In this connection, in United States v. Rivera, 6 M.J. 535 (N.C.M.R.1978), we expressed concern that a number of military lawyers appear relatively indifferent to the perpetuation of traditional military terminology, practices and procedures. Many have certainly taken to so-called “civilianization” of the United States military justice system like ducks to water. Yet the truth of the matter appears to be that this timorous and undisciplined spirit of conformism may be fraught with some serious problems.
United States v. Jones, 7 M.J. 806, 808 (N.C.M.R. 1979).
The Rivera decision cited by Jones (both of which were written by Senior Judge Dunbar), included this discussion of military justice terminology:
“Civilianization” of the military justice system is no mere bubble blown out of a legal pipe dream. Records of trial reveal that even our military judges, along with the High Court, often refer to a duly constituted military membership court as “the jury”. And only recently this Court considered an assignment of error wherein it was asserted that the accused was denied a fair trial because the “jury” that tried him was not composed of 12 members. Apparently, we seem to be entering a period where we are using the same terms with different meanings.
United States v. Rivera, 6 M.J. 535, 537 n.3 (N.C.M.R. 1978).
Court-martial panels aren’t juries.  If they were, they couldn’t have only five members or reach non-unanimous verdicts when they have six members.  Ballew v. Georgia, 435 U.S. 223 (1978); Burch v. Louisiana, 441 U.S. 130 (1979).  The Supreme Court has repeatedly stated that the Sixth Amendment right to trial by jury doesn’t apply to courts-martial.  See, e.g., Whelchel v. McDonald, 340 U.S. 122, 127 (1950) (“The right to trial by jury guaranteed by the Sixth Amendment is not applicable to trials by courts-martial or military commissions.”).
All of that went through my mind this past week when I first noticed what was written on a sign I’d walked by hundreds of times since my office moved to Joint Base Andrews last year.  Here is the sign on the deliberation room at the Andrews trial courtroom:
That isn’t the only sign at the trial courtroom complex that abandons standard military justice nomenclature.  Here’s another:
And how does the signage refer to the defense counsel?  I don’t know; there didn’t seem to be a room reserved for one of them.

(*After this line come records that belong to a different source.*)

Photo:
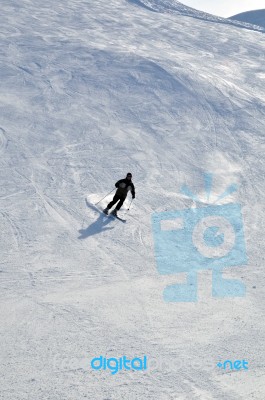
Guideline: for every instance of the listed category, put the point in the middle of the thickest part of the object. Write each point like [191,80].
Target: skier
[123,186]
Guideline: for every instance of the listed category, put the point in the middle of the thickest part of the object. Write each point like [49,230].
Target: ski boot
[114,212]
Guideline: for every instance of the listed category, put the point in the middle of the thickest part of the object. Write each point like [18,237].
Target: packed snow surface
[91,90]
[256,17]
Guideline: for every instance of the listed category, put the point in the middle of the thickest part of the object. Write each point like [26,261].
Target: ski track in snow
[90,91]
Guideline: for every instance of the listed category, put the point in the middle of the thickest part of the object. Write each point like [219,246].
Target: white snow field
[91,90]
[256,17]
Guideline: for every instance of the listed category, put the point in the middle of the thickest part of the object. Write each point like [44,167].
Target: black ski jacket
[124,186]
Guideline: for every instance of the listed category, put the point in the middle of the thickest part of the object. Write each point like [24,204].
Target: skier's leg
[113,201]
[120,203]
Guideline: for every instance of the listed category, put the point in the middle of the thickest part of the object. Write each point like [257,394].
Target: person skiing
[123,187]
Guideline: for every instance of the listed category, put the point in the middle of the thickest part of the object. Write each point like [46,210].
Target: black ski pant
[116,199]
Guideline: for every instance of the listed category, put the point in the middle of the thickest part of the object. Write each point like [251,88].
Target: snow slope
[90,91]
[255,17]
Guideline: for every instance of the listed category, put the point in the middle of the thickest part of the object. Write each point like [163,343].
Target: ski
[116,217]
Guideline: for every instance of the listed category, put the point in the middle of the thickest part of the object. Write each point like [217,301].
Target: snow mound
[175,7]
[255,17]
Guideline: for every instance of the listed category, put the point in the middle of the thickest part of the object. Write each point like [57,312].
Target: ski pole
[104,197]
[130,205]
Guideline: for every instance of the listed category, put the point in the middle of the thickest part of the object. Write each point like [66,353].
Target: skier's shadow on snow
[96,227]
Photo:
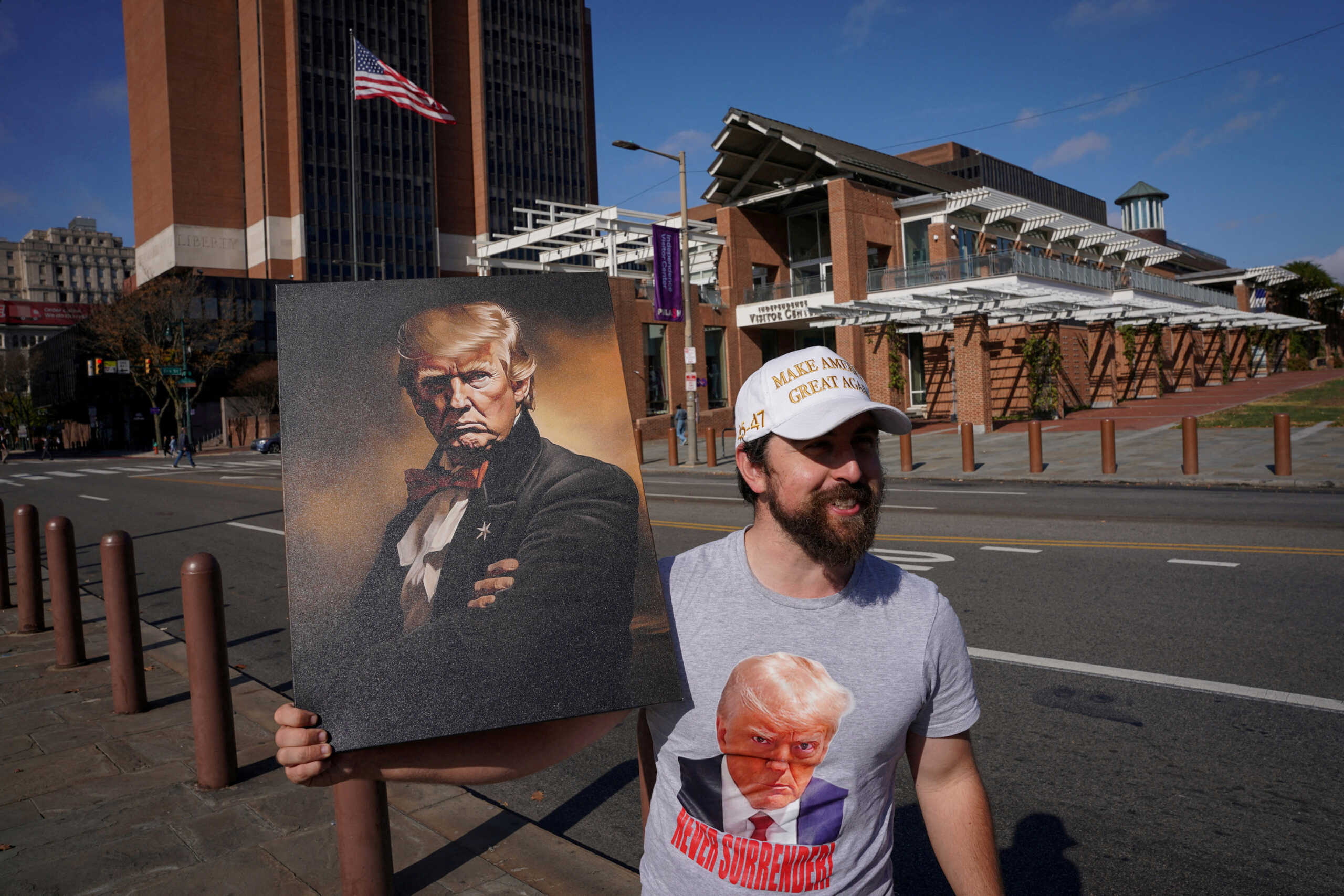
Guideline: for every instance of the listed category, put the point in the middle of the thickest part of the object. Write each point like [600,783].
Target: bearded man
[799,585]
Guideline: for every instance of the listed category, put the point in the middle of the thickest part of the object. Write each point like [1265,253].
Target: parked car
[268,445]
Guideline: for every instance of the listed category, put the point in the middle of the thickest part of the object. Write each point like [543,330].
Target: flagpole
[354,184]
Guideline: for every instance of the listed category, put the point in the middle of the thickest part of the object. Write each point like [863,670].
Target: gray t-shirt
[889,637]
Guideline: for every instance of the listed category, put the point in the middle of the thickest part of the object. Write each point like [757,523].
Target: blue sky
[1251,154]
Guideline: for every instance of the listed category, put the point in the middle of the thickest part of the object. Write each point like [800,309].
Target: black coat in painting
[557,644]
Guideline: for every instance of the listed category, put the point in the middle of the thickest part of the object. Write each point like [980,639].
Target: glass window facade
[655,370]
[716,367]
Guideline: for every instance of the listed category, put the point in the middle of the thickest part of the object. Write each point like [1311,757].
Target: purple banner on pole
[667,273]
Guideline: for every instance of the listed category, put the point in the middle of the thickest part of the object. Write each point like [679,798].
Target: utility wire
[1117,96]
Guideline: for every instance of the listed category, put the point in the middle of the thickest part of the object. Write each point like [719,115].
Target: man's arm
[956,812]
[479,758]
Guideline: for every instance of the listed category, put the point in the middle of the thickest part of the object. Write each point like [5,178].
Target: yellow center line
[1057,543]
[225,486]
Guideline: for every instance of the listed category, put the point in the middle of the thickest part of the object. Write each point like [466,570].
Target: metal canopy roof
[1002,214]
[759,155]
[589,238]
[933,309]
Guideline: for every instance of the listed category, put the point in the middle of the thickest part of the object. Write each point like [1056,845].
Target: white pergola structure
[593,238]
[1028,224]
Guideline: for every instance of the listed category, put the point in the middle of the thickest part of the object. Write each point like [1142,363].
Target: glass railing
[793,289]
[1011,262]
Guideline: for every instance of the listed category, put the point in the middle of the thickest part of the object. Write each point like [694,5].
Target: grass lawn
[1306,406]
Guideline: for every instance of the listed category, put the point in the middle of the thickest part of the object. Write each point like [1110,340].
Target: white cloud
[1334,263]
[858,23]
[1194,140]
[1074,148]
[1093,13]
[109,96]
[1116,107]
[1028,117]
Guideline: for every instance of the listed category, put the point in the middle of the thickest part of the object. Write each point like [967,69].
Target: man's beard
[834,542]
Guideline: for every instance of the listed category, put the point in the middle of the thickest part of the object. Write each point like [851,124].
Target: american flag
[377,78]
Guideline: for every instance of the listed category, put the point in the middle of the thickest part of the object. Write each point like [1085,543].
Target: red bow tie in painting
[421,484]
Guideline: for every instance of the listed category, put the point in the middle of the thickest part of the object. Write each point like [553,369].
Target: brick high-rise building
[241,143]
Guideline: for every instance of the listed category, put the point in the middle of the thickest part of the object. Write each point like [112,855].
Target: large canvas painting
[467,537]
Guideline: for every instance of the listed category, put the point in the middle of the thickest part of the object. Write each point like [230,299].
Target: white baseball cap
[807,394]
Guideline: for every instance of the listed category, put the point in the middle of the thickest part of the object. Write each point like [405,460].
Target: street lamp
[692,412]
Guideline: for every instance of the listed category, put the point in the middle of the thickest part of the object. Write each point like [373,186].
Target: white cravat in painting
[737,815]
[428,534]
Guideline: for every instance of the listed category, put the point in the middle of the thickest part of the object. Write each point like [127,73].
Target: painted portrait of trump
[774,723]
[503,585]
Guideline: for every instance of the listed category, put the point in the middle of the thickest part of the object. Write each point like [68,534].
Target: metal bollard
[1283,445]
[207,672]
[1108,446]
[123,608]
[27,568]
[4,567]
[363,839]
[64,581]
[1190,445]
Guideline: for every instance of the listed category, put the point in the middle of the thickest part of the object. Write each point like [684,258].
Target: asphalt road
[1101,785]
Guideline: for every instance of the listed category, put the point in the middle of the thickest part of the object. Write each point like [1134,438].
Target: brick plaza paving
[93,803]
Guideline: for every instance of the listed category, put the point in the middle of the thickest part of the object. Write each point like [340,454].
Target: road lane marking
[257,529]
[1055,543]
[1309,430]
[1167,681]
[225,486]
[958,491]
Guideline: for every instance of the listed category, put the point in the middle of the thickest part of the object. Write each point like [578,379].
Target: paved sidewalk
[93,803]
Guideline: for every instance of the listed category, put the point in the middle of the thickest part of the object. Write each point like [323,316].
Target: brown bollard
[363,839]
[1190,445]
[207,672]
[123,608]
[64,581]
[1283,445]
[1108,446]
[968,448]
[27,568]
[4,567]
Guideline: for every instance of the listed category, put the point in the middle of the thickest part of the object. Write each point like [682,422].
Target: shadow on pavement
[1035,864]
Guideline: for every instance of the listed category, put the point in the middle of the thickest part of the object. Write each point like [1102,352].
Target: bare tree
[150,327]
[258,393]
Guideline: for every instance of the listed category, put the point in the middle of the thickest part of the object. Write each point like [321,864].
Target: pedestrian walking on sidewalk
[810,666]
[185,449]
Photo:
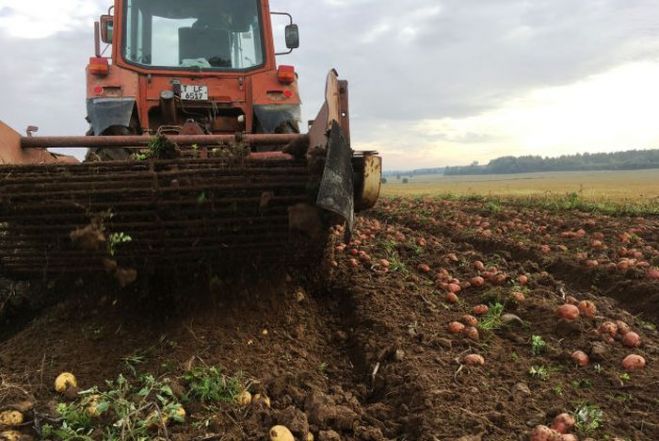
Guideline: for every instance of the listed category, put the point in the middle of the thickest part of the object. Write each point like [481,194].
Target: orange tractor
[194,152]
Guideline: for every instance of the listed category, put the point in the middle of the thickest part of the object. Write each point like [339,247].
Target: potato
[456,327]
[581,358]
[623,328]
[543,433]
[92,406]
[631,340]
[11,418]
[608,329]
[480,309]
[244,398]
[281,433]
[563,423]
[11,435]
[261,399]
[587,309]
[65,381]
[568,312]
[473,360]
[633,363]
[469,320]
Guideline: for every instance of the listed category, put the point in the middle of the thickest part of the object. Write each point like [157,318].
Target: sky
[432,82]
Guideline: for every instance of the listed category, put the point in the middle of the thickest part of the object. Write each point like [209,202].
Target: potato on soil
[633,363]
[631,340]
[11,418]
[456,328]
[580,358]
[12,435]
[563,423]
[281,433]
[262,400]
[587,309]
[480,309]
[469,320]
[244,398]
[473,360]
[65,381]
[568,312]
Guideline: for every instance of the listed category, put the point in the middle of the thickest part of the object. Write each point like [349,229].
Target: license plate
[194,93]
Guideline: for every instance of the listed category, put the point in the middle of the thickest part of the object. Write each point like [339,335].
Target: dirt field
[365,352]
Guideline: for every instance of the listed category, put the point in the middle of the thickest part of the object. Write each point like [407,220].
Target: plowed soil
[363,351]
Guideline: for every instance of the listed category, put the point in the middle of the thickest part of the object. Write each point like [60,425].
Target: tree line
[629,160]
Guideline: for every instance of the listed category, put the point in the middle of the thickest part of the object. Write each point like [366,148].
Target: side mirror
[292,36]
[107,28]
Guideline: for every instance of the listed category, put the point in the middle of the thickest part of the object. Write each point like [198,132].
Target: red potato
[592,263]
[478,281]
[563,423]
[456,328]
[581,358]
[473,360]
[469,320]
[633,363]
[519,297]
[587,309]
[608,329]
[568,312]
[623,328]
[631,340]
[454,288]
[480,309]
[424,268]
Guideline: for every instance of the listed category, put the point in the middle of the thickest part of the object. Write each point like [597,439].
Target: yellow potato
[244,398]
[10,435]
[281,433]
[258,398]
[180,413]
[92,406]
[11,418]
[65,381]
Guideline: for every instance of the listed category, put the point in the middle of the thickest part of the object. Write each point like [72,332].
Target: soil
[364,352]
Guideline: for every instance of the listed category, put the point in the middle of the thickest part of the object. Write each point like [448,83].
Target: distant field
[599,185]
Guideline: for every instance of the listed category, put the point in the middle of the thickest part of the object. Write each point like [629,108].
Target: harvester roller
[194,160]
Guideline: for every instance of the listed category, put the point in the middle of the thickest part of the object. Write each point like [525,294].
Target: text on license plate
[194,93]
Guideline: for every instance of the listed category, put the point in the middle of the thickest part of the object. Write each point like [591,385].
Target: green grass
[492,320]
[209,385]
[610,192]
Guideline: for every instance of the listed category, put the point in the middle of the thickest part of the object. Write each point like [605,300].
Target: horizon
[536,79]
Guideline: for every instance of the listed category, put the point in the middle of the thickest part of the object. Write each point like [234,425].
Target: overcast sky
[433,82]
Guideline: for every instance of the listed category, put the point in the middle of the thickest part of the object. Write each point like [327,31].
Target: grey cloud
[405,60]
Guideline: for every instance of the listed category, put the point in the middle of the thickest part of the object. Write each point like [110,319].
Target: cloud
[459,65]
[38,19]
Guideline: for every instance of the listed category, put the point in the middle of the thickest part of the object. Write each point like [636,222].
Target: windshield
[204,34]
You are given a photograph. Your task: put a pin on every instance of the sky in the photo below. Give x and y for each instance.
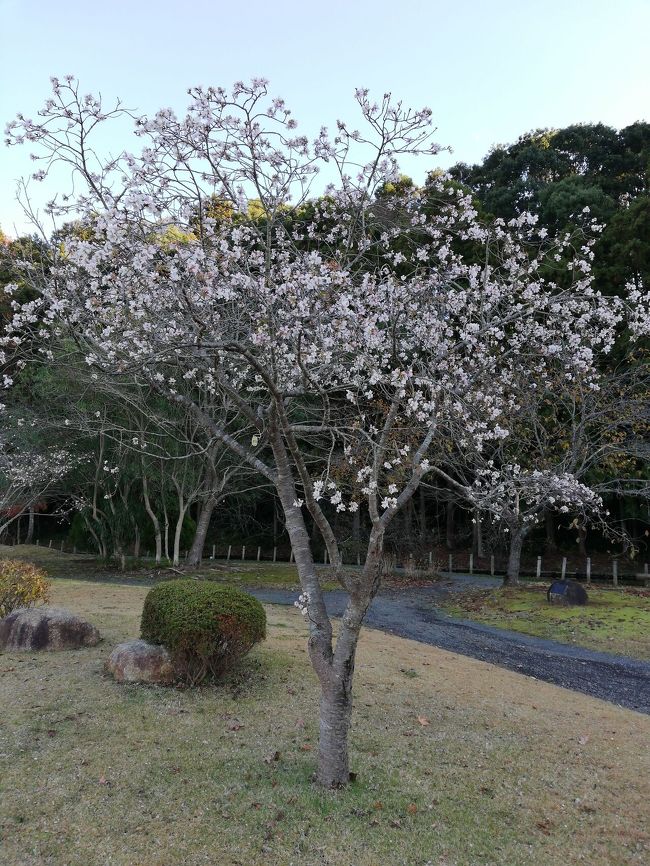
(489, 69)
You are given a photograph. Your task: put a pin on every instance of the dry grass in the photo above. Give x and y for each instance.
(614, 620)
(459, 762)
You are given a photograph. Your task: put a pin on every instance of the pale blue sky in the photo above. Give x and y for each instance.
(489, 69)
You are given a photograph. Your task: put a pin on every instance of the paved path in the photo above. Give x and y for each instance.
(412, 613)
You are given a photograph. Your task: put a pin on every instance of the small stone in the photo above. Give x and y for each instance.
(45, 628)
(137, 661)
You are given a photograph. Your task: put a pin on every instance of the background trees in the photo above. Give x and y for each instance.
(341, 348)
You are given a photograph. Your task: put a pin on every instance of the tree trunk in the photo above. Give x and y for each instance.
(449, 535)
(551, 540)
(514, 558)
(153, 517)
(335, 718)
(177, 536)
(582, 540)
(477, 532)
(356, 533)
(195, 555)
(423, 515)
(30, 527)
(166, 519)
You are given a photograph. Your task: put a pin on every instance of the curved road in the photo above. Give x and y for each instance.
(412, 613)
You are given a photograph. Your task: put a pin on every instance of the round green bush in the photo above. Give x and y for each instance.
(204, 626)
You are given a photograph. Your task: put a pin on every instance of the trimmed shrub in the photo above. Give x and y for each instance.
(22, 584)
(205, 627)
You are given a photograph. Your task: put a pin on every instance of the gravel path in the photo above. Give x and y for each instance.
(412, 613)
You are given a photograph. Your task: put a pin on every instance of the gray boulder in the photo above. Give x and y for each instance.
(45, 628)
(137, 661)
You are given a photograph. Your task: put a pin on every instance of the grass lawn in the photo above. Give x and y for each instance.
(614, 620)
(278, 575)
(459, 763)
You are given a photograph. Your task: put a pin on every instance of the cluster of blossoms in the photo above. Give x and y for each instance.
(362, 304)
(522, 496)
(302, 603)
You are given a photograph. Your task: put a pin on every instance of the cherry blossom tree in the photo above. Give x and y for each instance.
(335, 344)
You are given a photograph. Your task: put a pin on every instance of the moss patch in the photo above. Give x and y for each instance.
(615, 620)
(460, 765)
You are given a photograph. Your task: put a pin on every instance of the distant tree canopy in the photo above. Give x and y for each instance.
(557, 173)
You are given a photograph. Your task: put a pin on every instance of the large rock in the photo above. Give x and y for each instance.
(567, 592)
(45, 628)
(137, 661)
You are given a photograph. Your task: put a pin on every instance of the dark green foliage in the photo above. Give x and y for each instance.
(205, 627)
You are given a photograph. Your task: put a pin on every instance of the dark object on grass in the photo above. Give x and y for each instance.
(205, 627)
(567, 592)
(137, 661)
(45, 628)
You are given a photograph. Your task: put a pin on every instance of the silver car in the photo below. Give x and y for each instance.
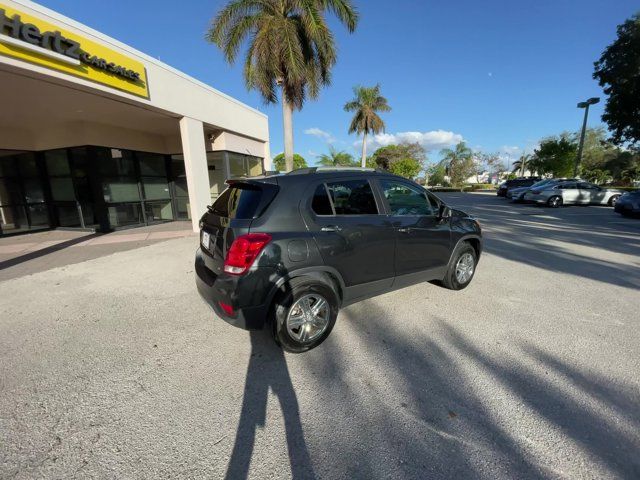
(517, 194)
(572, 193)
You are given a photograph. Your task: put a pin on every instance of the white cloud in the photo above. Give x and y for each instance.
(432, 140)
(510, 150)
(321, 134)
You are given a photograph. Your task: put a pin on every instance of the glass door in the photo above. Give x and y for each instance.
(155, 187)
(22, 200)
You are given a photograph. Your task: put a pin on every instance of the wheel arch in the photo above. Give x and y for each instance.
(325, 275)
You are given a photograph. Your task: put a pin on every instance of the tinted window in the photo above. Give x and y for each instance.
(352, 197)
(238, 202)
(406, 200)
(320, 203)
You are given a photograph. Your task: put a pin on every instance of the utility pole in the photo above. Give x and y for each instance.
(585, 105)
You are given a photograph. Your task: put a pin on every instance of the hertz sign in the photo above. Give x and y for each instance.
(28, 38)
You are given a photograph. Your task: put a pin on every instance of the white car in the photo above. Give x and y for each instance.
(572, 193)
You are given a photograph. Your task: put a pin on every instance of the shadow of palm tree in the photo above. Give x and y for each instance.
(268, 370)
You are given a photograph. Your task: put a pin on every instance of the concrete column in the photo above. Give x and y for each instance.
(195, 163)
(267, 162)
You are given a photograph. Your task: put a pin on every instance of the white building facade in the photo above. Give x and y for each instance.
(96, 135)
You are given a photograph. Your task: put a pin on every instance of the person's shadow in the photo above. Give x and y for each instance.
(268, 370)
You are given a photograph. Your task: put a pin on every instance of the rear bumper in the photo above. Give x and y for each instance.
(241, 292)
(626, 208)
(529, 197)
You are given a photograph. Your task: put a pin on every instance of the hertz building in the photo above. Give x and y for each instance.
(96, 135)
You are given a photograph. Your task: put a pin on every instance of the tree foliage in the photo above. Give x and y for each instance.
(290, 43)
(618, 72)
(298, 162)
(555, 156)
(406, 159)
(436, 173)
(289, 47)
(406, 167)
(337, 158)
(365, 107)
(459, 163)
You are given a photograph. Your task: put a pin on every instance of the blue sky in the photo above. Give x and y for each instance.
(498, 74)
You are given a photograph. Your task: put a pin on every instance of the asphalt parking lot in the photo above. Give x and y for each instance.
(114, 368)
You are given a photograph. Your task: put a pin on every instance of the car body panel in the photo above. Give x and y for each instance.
(628, 203)
(572, 193)
(367, 256)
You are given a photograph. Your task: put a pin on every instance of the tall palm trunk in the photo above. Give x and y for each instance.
(287, 120)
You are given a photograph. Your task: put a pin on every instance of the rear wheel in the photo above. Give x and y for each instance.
(462, 268)
(555, 201)
(304, 315)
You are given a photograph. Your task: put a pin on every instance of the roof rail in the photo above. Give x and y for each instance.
(303, 171)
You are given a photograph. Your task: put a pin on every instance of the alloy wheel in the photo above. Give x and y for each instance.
(464, 268)
(308, 318)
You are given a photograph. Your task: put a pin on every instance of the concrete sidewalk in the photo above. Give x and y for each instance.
(28, 254)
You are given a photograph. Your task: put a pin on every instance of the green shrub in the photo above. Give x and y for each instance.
(479, 186)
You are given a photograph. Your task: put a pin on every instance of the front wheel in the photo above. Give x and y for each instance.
(462, 268)
(304, 315)
(554, 202)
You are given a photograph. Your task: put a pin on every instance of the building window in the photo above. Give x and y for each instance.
(22, 199)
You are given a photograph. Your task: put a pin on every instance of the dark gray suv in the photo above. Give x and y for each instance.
(288, 251)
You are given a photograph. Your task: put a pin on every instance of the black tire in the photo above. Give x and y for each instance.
(450, 280)
(287, 298)
(555, 201)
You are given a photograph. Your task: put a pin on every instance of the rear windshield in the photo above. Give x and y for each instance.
(239, 202)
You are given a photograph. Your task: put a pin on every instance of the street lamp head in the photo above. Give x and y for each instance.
(591, 101)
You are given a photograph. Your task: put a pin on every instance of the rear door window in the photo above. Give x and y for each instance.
(406, 200)
(239, 202)
(352, 197)
(321, 205)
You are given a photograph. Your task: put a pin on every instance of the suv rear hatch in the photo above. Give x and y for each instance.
(231, 215)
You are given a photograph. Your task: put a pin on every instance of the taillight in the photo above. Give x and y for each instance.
(228, 309)
(243, 252)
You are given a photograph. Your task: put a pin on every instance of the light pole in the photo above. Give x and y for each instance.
(585, 105)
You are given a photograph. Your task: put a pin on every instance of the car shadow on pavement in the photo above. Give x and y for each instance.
(268, 370)
(445, 426)
(47, 250)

3 Responses to “Signs of civilianization?”

  1. Peter E. Brownback III says:


        It’s good to see you settling into curmudgeonhood.  I had my doubts, but this rant clearly shows that you are working hard at becoming a grumpy old man (like Keith).

        However, until you can wax poetic like the NMCMR judge back in the 60’s/70’s (I forget the name and the case.) who wrote in an opinion something to the effect of “Our superior court is steering the ship of military justice into shoal waters at flank speed”, you just need to keep on practicing.


  2. Brian Mizer says:

    I believe Judge Brownback may be speaking of Jones. 

    “Some do not find it difficult to liken present military justice to a warship proceeding at flank speed along the coast of San Diego, off course in thick fog, with no one on the bridge, helm or engine order telegraph.”  7 M.J. 812.

    Senior Judge Dunbar liked this metaphor so much he used it again four months later in his dissenting opinion in U.S. v. Brinkley, 7 M.J. 588 (N-M. Ct. Mil. Rev. 1978), 

    “Again, we seem to be sailing at flank speed, in thick fog, with no one on the bridge or helm.”

  3. Weirick says:

    Were you walking down the passageway to the gedunk to get some pogey pait?  
    When reading Rivera I found myself thinking “Lighten up, Francis.”